18. Curiosity-driven Exploration by Self-supervised Prediction

(Pathak et al., 2017) develop the baseline curiosity implementation (as of early 2019). Although encouraging exploration based on the prediction error of a learned model has been attempted before, results were poor as predicting a high-dimensional state is a very challenging task. The authors design an architecture for an agent to predict only the features that is has control of. Their Internal Curiosity Module (ICM) consists of an embedding network to obtain a low-dimensional state representation. The embedding network is an inverse model trained to predict the action taken between 2 states, thus learning only features the agent can control.
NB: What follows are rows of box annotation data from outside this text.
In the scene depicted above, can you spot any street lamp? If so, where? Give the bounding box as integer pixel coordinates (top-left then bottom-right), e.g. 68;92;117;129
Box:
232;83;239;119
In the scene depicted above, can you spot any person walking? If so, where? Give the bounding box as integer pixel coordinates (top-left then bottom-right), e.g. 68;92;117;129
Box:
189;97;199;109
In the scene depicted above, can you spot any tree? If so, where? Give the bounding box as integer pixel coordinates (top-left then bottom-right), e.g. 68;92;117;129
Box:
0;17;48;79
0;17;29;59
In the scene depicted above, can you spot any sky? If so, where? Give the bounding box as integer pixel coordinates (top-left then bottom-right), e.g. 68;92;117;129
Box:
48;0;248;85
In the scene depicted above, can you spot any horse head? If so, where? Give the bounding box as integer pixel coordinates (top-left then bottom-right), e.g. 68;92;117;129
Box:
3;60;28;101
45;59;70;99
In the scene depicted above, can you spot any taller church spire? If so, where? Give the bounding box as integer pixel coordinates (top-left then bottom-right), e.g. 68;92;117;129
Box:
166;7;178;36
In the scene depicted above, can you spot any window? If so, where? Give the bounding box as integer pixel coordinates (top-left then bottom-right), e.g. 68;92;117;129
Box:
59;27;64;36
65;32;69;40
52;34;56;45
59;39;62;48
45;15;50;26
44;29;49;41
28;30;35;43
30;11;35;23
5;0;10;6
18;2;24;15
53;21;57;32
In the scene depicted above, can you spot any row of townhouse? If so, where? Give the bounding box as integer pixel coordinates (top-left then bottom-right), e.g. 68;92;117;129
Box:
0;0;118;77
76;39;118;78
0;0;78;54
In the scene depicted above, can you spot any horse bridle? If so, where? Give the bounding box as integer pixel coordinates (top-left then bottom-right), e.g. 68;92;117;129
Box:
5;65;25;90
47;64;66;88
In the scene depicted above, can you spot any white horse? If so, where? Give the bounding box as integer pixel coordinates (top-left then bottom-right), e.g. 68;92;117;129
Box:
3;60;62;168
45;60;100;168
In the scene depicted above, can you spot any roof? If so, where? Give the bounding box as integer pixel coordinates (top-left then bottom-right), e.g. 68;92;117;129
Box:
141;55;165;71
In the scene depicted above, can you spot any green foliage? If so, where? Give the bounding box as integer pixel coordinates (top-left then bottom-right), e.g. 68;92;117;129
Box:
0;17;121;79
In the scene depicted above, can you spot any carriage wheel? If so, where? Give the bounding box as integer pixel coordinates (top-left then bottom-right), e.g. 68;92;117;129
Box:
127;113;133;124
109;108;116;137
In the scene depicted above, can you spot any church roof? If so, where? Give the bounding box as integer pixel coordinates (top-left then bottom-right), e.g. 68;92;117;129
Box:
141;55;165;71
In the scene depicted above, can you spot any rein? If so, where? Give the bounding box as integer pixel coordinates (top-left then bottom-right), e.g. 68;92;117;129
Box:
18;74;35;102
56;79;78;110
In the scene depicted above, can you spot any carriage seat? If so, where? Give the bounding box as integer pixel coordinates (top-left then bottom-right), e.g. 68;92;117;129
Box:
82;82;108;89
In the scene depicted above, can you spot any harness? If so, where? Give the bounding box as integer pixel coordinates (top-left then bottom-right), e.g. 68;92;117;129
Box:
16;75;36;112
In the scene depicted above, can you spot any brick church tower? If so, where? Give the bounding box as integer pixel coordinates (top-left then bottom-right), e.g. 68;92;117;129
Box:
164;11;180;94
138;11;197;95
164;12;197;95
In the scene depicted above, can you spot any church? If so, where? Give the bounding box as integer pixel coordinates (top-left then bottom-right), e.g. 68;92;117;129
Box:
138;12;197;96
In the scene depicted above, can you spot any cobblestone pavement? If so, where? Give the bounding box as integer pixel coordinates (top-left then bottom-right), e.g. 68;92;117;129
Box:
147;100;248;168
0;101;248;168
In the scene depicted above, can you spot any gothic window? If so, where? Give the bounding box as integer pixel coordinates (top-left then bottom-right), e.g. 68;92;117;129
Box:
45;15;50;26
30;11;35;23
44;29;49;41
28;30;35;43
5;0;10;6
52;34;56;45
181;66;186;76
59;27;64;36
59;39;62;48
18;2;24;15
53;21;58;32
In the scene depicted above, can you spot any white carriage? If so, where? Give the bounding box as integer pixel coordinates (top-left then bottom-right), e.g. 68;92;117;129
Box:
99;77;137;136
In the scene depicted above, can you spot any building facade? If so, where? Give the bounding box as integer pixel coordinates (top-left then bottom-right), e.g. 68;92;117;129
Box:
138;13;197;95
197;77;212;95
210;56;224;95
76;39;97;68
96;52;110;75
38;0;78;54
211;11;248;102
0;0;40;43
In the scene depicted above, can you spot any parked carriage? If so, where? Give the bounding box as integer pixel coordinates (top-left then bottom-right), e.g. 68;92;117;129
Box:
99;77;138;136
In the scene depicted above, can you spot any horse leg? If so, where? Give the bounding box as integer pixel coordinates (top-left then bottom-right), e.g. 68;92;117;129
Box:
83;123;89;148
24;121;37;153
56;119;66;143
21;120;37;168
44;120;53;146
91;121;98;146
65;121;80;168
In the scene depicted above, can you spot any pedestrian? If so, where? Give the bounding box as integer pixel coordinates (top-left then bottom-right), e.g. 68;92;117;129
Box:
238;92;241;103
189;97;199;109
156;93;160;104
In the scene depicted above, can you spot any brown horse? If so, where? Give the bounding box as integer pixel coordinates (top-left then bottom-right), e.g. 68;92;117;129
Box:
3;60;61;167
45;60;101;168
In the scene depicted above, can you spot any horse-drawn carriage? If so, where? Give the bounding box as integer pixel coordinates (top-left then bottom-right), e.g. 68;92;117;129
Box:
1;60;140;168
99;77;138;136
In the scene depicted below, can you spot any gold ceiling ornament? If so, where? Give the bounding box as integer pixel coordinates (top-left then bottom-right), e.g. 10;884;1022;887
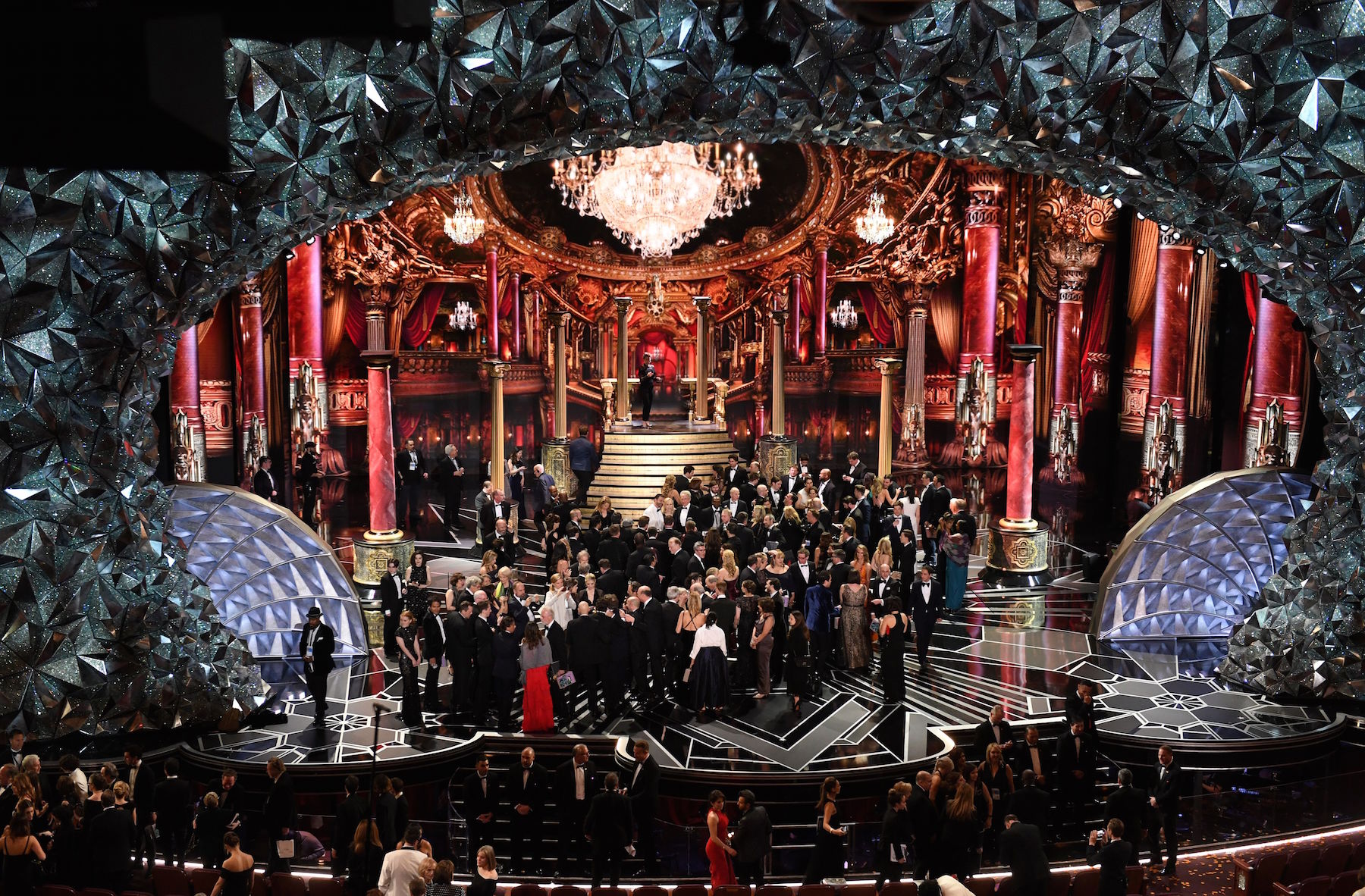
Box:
551;143;761;258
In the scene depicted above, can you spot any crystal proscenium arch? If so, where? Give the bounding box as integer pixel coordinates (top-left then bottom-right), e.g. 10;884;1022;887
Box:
1095;469;1312;641
0;0;1365;734
167;483;369;660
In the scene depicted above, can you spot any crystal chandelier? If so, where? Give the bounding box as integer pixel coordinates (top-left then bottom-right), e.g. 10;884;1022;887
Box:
853;190;896;243
445;184;483;246
550;143;761;258
830;299;857;330
450;299;479;330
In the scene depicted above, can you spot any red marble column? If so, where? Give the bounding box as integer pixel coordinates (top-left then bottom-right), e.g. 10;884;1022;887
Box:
1000;345;1043;529
1242;278;1307;466
171;324;206;478
237;280;269;471
366;359;399;537
508;270;522;363
483;243;502;359
811;234;830;357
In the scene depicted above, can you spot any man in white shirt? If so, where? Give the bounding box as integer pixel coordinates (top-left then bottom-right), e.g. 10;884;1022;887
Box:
379;821;427;896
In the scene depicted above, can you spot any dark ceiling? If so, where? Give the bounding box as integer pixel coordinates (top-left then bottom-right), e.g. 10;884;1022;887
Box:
502;143;807;254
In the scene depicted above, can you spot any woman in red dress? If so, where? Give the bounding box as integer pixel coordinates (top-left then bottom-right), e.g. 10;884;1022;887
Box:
706;790;734;886
522;622;554;734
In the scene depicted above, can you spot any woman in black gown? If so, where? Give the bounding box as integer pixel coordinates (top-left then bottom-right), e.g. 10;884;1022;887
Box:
877;597;909;703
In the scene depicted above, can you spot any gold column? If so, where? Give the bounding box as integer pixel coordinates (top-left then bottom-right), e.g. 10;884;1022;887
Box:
483;359;512;488
616;296;631;423
692;296;711;423
872;357;901;476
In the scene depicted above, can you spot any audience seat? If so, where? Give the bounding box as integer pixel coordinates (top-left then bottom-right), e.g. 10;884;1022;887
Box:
1280;847;1323;886
1317;843;1355;877
270;872;309;896
152;865;194;896
190;867;218;893
1072;867;1100;896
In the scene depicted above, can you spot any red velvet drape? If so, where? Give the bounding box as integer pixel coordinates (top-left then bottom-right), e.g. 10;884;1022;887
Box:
1081;248;1114;413
857;284;896;346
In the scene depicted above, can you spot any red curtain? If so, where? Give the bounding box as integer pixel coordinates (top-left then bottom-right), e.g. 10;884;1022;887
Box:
341;284;370;352
1242;271;1261;398
1081;248;1114;413
857;284;896;346
403;284;447;349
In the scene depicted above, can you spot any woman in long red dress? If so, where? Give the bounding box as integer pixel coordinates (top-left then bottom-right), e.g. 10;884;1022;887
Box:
706;790;734;886
522;622;554;734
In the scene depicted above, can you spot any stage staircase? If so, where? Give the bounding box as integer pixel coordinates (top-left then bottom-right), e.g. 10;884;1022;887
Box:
587;423;734;517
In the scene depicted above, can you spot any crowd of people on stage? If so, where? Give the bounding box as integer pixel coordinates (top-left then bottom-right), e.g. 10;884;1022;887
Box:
335;437;993;731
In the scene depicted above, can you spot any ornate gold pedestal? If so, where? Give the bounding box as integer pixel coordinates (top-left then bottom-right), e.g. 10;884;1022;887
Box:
541;439;579;499
758;435;795;480
981;521;1053;587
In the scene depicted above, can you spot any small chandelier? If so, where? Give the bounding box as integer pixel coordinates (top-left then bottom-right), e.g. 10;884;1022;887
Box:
550;143;761;258
853;190;896;243
445;184;483;246
450;299;479;330
830;299;857;330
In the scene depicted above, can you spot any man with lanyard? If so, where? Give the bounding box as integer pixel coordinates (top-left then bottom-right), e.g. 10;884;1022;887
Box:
299;607;336;725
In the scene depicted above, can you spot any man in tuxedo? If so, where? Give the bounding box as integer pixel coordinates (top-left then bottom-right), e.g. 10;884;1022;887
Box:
251;454;280;503
583;772;632;889
1009;768;1053;840
299;607;335;725
839;451;867;497
1014;725;1054;790
635;352;658;425
633;584;676;703
479;488;512;548
624;738;659;874
461;754;498;867
1053;719;1095;822
909;566;943;672
507;747;554;874
570;425;599;506
152;756;194;869
435;445;464;536
379;558;408;657
563;600;610;720
999;816;1053;896
393;439;428;532
1148;744;1181;877
1104;768;1160;851
444;600;476;716
554;744;598;877
976;703;1014;763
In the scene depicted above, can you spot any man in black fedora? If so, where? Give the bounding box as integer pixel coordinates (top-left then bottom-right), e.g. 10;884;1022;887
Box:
299;607;336;724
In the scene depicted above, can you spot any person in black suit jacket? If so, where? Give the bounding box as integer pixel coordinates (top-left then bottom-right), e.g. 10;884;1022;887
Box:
1053;719;1095;821
379;558;408;657
331;775;370;877
1148;744;1181;877
1007;768;1053;840
261;757;299;874
976;703;1014;763
999;816;1053;896
906;566;943;672
554;744;601;874
633;585;667;701
505;747;550;874
299;607;336;725
251;454;280;503
623;738;659;874
460;754;498;867
152;756;194;869
1085;818;1137;896
583;772;632;889
1104;768;1152;851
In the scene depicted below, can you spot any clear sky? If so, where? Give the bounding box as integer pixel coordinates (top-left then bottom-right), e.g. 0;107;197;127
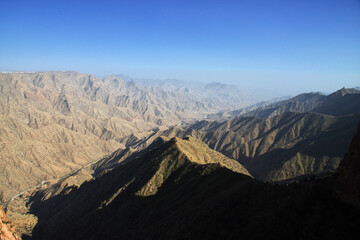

They then train a forward model on the embedded vectors and use the prediction error as an additional reward. Because the embedded state only features salient to the agent’s policy, the learnt curiosity reward is robust to noise.

Structured exploration of the environment is a great challenge for reinforcement learning. In this paper the Deepmind team present one of the first solutions that is robust to features outside of the agent’s control.

19. GAN Q-learning

In an innovative paper, (Doan et al., 2018) combine generative adversarial networks and reinforcement learning. They pose the problem as generating optimal action-state pairs and discriminating between optimal and generated states. To approximate optimal, they use a single step of the Bellman operator on the states in the replay buffer. The generator eventually learns to sample actions near the equilibrium Q function, thus becoming an optimal policy. Although both GAN and RL are notoriously unstable, as the authors acknowledge, the combination succeeds in learning policies for CartPole and Acrobot that slightly improve on the DQN baseline.

The authors succeed in posing the reinforcement learning problem in a generator-discriminator framework. A really interesting combination of GAN and RL.

20. Dropout is a special case of the stochastic delta rule: faster and more accurate deep learning

(Frazier-Logue & Hanson, 2018) make the connection between dropout and the older stochastic delta rule. In SDR the weights are sampled from the normal distribution with learnable mean and standard deviation. The mean is updated by gradient descent, where the gradients are computed on the sampled weight values. σ is also updated the same way, but with a separate learning rate and exponential decay to eventually reduce to 0. By considering repeated dropout samples they show that it is equivalent to SDR. They compare the regularization methods on CIFAR-100 and obtain significant improvements in test error.

Dropout has shown several weaknesses in the past years as researchers have tried to analyse it. By re-framing it as the stochastic delta rule the author explains some of the factors that make it work and greatly improve its results.